"Ah!" he laughed with an air of forced gaiety. "That is amusing!"

"I'm very glad you think so, my dear sir," remarked the detective, glancing round to where the woman Petre had been placed in an armchair quite unconscious.

Phrida was clinging to my arm, but uttered no word. I felt her fingers trembling as she gripped me.

"I suppose you believe this native—eh?" asked the accused with sarcasm. "He tried to blackmail me in Peru, and because I refused to be bled he made a statement that I had killed my friend."

"Ah!" exclaimed the native. "Senos knows—he see with his own eyes. He see Luis and you with snake in a box. Luis could charm snakes by music. Senos watch you both that night!"

"Oh! tell what infernal lies you like," cried Cane in angry disgust.
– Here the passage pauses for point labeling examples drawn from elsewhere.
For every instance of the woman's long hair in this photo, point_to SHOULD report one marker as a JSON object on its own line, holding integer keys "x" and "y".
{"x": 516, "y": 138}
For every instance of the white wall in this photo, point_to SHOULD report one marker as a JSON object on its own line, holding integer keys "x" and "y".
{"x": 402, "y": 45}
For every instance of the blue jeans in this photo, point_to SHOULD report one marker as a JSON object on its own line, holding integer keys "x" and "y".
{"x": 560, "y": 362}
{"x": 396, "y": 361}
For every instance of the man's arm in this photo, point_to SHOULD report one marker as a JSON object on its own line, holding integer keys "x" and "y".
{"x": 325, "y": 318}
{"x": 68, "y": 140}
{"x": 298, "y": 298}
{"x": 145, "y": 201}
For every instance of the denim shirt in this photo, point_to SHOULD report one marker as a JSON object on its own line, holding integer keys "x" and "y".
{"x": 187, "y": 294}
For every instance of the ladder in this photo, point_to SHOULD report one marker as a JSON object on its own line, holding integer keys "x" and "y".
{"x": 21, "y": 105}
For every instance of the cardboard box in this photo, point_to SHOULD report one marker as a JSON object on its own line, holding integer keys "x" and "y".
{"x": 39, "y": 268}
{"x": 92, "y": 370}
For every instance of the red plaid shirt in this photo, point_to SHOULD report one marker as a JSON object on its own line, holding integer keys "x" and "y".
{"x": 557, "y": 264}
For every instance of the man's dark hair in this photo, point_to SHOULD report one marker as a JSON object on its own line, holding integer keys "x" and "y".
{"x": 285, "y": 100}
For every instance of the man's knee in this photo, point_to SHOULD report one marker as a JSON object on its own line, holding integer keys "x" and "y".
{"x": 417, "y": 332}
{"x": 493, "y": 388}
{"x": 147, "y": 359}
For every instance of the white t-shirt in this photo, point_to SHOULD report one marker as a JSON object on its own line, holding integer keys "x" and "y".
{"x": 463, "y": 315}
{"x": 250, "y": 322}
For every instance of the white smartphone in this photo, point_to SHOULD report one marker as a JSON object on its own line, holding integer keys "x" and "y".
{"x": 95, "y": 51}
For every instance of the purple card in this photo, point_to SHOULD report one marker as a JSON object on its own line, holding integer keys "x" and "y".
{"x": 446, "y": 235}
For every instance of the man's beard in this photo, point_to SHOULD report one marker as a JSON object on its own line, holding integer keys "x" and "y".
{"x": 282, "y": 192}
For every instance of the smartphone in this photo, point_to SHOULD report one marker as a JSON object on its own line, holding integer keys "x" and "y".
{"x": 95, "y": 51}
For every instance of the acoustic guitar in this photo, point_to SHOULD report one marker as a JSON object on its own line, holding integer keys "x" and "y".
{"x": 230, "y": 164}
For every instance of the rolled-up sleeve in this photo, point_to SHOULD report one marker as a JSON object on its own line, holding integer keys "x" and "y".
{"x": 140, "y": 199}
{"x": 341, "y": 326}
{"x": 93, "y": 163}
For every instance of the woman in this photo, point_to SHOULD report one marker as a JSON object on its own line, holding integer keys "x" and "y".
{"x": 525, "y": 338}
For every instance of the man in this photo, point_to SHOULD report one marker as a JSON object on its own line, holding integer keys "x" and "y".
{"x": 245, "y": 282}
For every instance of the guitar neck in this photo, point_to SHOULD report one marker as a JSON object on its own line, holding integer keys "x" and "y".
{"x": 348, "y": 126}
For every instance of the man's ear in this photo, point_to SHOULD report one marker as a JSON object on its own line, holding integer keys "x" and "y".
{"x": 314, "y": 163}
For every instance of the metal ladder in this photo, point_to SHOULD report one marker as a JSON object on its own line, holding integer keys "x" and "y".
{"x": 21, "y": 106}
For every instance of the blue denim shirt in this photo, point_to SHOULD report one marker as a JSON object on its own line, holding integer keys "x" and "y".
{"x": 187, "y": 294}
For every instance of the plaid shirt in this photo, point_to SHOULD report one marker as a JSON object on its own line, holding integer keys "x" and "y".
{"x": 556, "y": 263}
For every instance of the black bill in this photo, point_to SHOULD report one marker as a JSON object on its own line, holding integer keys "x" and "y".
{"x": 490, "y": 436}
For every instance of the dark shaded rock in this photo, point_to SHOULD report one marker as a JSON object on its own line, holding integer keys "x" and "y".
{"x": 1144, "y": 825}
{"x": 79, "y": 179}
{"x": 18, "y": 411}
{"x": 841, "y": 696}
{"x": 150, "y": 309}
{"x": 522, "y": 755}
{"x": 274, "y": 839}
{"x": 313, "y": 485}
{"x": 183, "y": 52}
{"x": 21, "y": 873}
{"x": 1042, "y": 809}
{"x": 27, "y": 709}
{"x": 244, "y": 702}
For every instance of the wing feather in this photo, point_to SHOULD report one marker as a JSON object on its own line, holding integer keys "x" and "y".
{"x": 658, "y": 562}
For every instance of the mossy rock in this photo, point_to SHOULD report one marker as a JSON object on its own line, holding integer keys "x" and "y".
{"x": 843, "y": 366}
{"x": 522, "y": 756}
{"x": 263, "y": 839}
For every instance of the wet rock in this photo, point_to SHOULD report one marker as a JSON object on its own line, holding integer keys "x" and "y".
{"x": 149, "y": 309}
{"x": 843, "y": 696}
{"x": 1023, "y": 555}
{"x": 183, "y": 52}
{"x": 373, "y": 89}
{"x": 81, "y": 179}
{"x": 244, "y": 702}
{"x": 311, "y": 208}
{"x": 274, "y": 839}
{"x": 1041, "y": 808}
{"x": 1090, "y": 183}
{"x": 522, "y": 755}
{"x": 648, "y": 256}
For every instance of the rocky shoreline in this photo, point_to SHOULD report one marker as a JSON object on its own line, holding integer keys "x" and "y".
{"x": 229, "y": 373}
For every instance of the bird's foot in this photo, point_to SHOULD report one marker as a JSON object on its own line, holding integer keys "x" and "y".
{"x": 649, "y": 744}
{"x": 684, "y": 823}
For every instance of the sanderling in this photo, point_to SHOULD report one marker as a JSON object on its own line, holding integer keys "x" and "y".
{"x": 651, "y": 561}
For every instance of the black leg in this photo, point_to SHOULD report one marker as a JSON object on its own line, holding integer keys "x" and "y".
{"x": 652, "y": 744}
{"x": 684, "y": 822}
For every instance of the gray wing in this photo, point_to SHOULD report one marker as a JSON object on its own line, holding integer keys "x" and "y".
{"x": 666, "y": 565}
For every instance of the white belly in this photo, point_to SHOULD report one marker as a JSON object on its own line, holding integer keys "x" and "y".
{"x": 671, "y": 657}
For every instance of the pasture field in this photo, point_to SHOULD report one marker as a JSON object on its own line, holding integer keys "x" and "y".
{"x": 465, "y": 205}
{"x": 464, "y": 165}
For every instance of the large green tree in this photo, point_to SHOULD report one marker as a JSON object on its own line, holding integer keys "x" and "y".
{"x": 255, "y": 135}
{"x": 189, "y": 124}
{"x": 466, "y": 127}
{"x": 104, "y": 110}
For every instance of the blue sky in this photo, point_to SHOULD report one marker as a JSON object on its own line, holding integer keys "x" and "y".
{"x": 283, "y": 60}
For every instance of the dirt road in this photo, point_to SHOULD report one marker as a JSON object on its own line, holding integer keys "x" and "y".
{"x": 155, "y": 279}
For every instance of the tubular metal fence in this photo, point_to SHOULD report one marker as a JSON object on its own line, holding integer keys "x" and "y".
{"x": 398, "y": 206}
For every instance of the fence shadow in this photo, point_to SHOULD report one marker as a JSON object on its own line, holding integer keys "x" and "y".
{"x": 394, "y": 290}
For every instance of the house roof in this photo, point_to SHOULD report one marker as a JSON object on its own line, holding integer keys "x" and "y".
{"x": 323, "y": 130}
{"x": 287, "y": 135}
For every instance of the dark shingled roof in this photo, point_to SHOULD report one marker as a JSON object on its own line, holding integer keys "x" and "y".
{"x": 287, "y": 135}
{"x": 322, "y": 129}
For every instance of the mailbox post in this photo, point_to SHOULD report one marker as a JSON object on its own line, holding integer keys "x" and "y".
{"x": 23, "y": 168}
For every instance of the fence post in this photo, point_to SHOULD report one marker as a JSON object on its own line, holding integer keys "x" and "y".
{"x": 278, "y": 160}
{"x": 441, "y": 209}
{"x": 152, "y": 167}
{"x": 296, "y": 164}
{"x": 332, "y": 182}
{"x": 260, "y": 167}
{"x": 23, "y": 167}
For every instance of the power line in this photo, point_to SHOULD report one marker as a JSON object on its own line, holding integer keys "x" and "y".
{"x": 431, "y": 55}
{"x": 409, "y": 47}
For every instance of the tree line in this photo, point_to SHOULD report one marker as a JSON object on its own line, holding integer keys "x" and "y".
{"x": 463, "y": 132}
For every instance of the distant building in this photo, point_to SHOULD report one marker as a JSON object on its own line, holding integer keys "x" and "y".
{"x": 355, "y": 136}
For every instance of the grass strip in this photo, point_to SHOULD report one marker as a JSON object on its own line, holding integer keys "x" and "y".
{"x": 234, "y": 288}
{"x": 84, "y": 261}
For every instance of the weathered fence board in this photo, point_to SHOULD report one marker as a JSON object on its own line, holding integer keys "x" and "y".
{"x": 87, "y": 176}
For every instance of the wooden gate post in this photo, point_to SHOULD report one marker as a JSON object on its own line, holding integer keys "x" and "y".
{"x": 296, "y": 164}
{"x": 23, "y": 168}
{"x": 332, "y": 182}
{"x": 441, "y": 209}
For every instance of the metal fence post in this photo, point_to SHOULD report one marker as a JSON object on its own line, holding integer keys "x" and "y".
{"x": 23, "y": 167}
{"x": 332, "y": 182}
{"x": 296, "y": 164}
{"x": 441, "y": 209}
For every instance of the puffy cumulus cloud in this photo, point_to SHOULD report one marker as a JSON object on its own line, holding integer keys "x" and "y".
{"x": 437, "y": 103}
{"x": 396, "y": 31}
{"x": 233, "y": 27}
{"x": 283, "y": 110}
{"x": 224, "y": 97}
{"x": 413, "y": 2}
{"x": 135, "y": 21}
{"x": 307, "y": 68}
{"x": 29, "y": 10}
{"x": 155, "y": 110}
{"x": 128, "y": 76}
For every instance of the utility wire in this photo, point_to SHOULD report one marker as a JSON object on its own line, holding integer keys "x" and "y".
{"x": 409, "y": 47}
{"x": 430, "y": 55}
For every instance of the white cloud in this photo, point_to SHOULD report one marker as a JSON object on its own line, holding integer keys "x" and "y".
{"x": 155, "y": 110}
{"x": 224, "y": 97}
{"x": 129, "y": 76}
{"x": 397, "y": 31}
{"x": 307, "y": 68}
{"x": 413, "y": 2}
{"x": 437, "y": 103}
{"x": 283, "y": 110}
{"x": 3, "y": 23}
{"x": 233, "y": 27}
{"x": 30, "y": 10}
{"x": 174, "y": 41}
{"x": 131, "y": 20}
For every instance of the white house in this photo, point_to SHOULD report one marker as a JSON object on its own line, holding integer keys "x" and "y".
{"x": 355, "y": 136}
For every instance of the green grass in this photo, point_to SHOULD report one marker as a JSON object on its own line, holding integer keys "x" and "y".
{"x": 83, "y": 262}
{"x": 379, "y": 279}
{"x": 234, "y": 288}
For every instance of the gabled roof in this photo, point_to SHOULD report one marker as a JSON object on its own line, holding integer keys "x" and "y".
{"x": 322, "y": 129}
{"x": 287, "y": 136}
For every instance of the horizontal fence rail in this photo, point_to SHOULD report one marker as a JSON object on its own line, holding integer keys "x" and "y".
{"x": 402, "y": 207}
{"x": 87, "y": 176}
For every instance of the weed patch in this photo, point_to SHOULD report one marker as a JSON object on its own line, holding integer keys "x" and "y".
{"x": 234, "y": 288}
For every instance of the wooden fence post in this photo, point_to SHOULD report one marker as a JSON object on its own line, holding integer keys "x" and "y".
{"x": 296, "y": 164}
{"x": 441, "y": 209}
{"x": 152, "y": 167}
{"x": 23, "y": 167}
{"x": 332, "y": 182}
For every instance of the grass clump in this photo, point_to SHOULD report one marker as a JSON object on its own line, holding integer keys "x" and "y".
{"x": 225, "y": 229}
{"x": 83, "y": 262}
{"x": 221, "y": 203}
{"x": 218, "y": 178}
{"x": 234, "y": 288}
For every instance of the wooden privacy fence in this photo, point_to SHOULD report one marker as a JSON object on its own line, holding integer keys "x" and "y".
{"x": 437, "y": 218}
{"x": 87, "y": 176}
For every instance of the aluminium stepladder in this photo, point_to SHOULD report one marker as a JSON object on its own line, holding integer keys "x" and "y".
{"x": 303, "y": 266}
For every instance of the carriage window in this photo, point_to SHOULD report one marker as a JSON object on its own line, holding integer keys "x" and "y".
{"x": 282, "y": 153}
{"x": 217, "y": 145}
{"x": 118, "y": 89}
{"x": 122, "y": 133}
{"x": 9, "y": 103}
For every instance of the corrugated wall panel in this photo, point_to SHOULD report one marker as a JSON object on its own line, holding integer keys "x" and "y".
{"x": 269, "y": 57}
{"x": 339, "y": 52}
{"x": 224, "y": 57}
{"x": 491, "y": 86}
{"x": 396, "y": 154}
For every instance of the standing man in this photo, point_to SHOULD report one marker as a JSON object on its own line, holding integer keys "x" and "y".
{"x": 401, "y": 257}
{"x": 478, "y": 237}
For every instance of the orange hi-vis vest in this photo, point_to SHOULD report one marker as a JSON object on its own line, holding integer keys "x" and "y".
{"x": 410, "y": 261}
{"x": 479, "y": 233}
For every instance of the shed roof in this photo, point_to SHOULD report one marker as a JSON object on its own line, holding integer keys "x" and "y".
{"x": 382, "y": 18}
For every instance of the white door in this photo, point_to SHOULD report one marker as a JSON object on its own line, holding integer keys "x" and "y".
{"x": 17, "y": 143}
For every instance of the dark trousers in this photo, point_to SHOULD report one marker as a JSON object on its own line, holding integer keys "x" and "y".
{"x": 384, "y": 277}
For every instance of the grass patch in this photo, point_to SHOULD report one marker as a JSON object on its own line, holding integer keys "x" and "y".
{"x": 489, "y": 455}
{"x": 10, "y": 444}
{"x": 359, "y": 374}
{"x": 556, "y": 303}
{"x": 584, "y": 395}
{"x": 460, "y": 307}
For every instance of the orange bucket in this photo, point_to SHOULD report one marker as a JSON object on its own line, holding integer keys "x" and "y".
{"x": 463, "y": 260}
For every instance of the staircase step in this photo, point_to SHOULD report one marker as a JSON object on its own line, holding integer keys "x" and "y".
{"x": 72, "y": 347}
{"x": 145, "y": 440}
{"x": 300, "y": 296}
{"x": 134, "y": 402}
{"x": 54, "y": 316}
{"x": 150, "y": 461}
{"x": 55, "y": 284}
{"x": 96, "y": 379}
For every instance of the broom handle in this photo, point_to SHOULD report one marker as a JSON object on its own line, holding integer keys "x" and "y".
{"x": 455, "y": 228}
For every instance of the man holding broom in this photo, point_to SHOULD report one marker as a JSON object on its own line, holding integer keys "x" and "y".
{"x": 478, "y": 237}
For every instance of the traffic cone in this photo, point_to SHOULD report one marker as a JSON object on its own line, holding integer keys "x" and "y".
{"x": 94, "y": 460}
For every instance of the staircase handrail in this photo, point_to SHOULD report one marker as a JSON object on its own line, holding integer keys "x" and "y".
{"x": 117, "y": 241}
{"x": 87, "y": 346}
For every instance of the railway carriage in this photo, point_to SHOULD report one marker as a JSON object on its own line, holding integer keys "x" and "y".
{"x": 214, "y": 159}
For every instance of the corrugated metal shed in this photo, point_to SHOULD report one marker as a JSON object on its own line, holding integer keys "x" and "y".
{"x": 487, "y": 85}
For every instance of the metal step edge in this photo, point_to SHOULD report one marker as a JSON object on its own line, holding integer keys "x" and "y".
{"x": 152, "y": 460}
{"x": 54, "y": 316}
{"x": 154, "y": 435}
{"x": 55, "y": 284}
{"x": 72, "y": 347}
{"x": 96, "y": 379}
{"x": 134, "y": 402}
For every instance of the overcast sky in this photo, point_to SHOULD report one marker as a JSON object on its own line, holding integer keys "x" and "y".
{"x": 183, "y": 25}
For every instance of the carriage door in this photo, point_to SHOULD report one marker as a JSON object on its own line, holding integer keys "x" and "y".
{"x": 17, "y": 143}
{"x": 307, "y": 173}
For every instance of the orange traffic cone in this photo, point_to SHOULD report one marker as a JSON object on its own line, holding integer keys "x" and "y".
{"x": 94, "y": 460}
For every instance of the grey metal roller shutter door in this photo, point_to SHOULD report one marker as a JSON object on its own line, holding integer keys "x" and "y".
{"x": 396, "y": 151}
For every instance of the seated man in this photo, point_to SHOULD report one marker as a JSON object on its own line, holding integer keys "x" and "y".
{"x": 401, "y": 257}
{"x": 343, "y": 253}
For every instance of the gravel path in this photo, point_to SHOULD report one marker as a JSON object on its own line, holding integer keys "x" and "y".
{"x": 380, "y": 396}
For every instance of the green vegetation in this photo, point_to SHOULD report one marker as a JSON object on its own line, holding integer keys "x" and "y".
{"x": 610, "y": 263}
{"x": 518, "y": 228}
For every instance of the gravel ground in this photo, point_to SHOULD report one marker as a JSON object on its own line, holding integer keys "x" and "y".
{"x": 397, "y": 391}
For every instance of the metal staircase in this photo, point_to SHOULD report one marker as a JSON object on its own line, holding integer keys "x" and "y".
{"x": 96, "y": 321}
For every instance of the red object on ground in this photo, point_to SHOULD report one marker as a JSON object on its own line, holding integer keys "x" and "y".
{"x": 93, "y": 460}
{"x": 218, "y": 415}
"You, the 'Red' Englishman, are well known in Peru, and so is your friend—the woman there, who help you in all your bad schemes," said Senos, indicating the inanimate form of Mrs. Petre. "You introduced her to my master, but he no like her—he snub her—so you send her to Lima to wait for you—till you kill him, and get the paper—eh? I saw you steal paper—big blue paper with big seals—from master's despatch-box after snake bite him."

"Paper!" echoed Edwards. "What paper?"

"Perhaps I can explain something," Frémy interrupted in French. "I learnt some strange facts only three days ago which throw a great deal of light on this case."

"I don't want to listen to all these romances," laughed Cane defiantly. He was an astute and polished adventurer, one of the cleverest and most elusive in Europe, and he had all the adventurer's nonchalance and impudence. At this moment he was living in that fine house he had taken furnished for the summer and passing as Mr. Charles K. Munday, banker, of Chicago. Certainly he had so altered his personal appearance that at first I scarcely recognised him as the elegant, refined man whom I had so foolishly trusted as a friend.